Kinder in Konzentrations- und Vernichtungslagern, nicht nur in Auschwitz - das ist das traurigste, schlimmste, furchtbarste Kapitel deutsch-faschistischen Rassenwahns. Wehr- und schutzlos waren sie ihren Peinigern und Mördern ausgesetzt. Ahnungslos in Viehwaggons gepfercht und auf eine Fahrt ins Ungewisse geschickt, an der Rampe ihren Eltern, Großeltern und Geschwistern entrissen, von Sadisten für »medizinische Experimente« missbraucht oder zu schwerster Slavenarbeit verdammt ... Waren ihre Ärmchen zu dünn, wurde ihnen die Häftlingsnummer ins Gesäß tätowiert. Babys wurden zumeist sofort ermordet. Manche Kinder wünschten sich den Tod herbei, weil sie die verzehrende Sehnsucht nach den ermordeten Eltern und Geschwistern oder den ewigen, unstillbaren Hunger nicht mehr ertragen konnten.
Die am 27. Januar 1945 von der Roten Armee befreiten Kinder von Auschwitz waren nur noch Haut und Knochen. Wandelnde Skelette. Ihre schmächtigen Körper waren von Geschwüren, Prügelspuren und Bisswunden der Wachhunde übersät, ihre Augen von Eiter verklebt. Die erste richtige Nahrung lief durch sie durch wie bei einem Sieb. Sie litten an Tuberkulose, Diphtherie, Ruhr. Die Soldaten und Sanitäter, die sich als erste um sie kümmerten, befürchteten, die armen Geschöpfe würden die nächsten Tage oder Wochen nicht überleben. Tatsächlich starben im Lager trotz größtmöglicher Fürsorge - draußen tobte noch der Krieg - Hunderte an Auszehrung.
Fast alle befreiten Kinder waren Waisen. Die Kleinsten kannten nicht einmal ihren Namen, wussten nichts über ihre Herkunft. Sie verständigten sich in einem seltsamen Sprachenmischmasch. Und waren noch immer in Furcht, verteidigten Essen oder Schlafplatz, als ginge es um ihr Leben. Die Kleinsten zeigten sich unfähig zu spielen, mussten es erst erlernen. Noch Jahre nach dem Krieg löste ein Arzttermin bei vielen Panikattacken aus. Sie waren reizbar und misstrauisch, verschlossen und verstört. Sie waren jetzt zwar frei, aber wie leben - nach Auschwitz? »In quälend langen Jahren mussten sie lernen, das Leben aus einer anderen Perspektive als der des Lagers zu sehen. Sie mussten lernen, das Lager seelisch zu überleben. Sie mussten lernen, wieder jung zu werden, um wie die anderen Menschen altern zu können«, schreibt Alwin Meyer.

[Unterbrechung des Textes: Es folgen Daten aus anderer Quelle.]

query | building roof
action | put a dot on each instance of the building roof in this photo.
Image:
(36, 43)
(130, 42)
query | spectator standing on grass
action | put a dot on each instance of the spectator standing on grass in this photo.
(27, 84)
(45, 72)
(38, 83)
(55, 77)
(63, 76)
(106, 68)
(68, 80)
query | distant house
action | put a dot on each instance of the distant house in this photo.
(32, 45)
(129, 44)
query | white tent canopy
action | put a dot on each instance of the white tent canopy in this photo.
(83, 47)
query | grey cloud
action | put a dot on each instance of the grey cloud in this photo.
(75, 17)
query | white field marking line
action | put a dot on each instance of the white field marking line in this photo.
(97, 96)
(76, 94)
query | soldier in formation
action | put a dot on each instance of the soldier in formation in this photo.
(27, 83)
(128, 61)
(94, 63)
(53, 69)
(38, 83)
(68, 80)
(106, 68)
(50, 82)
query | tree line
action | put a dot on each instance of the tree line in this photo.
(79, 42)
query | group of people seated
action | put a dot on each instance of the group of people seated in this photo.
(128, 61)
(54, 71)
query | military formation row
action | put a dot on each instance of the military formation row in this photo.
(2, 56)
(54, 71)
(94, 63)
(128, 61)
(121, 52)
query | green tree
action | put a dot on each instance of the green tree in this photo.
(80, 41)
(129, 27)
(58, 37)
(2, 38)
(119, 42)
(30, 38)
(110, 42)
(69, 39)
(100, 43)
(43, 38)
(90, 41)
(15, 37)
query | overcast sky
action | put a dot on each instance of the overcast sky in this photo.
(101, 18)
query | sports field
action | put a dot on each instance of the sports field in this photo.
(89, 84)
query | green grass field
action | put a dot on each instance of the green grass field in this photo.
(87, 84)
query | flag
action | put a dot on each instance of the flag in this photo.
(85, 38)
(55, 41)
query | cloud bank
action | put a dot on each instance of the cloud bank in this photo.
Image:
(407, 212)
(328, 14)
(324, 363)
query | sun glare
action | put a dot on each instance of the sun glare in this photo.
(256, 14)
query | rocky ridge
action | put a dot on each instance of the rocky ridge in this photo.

Überall in Europa gab es vor der Naziherrschaft über Deutschland und den Kontinent reges jüdisches Leben, trotz auch vorheriger Verfolgungen und Vertreibungen. Mehr als 30 000 Ortschaften zählte der Autor. Einschneidende und einflussreiche Entwicklungen verdankten sich Geist, Fantasie und Kreativität jüdischer Forscher, Industrieller und Intellektueller, Künstler und Politiker. Während Alwin Meyer seine Gesprächspartner dem Leser vorstellt, informiert er über jüdische Geschichte und Kultur in deren Heimat. Besonders ausführlich beschreibt er das Leben in Oświęcim, jiddisch: Oshpitzin, vor dem Überfall Nazideutschlands auf Polen sowie die Etappen der Errichtung des Konzentrations- und Vernichtungslagers ab 1940, sich dabei maßgeblich auf die Zeugenschaft des zwangsverpflichteten Josef Jakubowicz stützend. Der erste große Transport kam am 14. Juni 1940 in Auschwitz an, 728 politische Häftlinge, darunter der 17-jährige Gymnasiast Kazimierz Albin, der später, nach geglückter Flucht, sich der polnischen Untergrundarmee anschloss.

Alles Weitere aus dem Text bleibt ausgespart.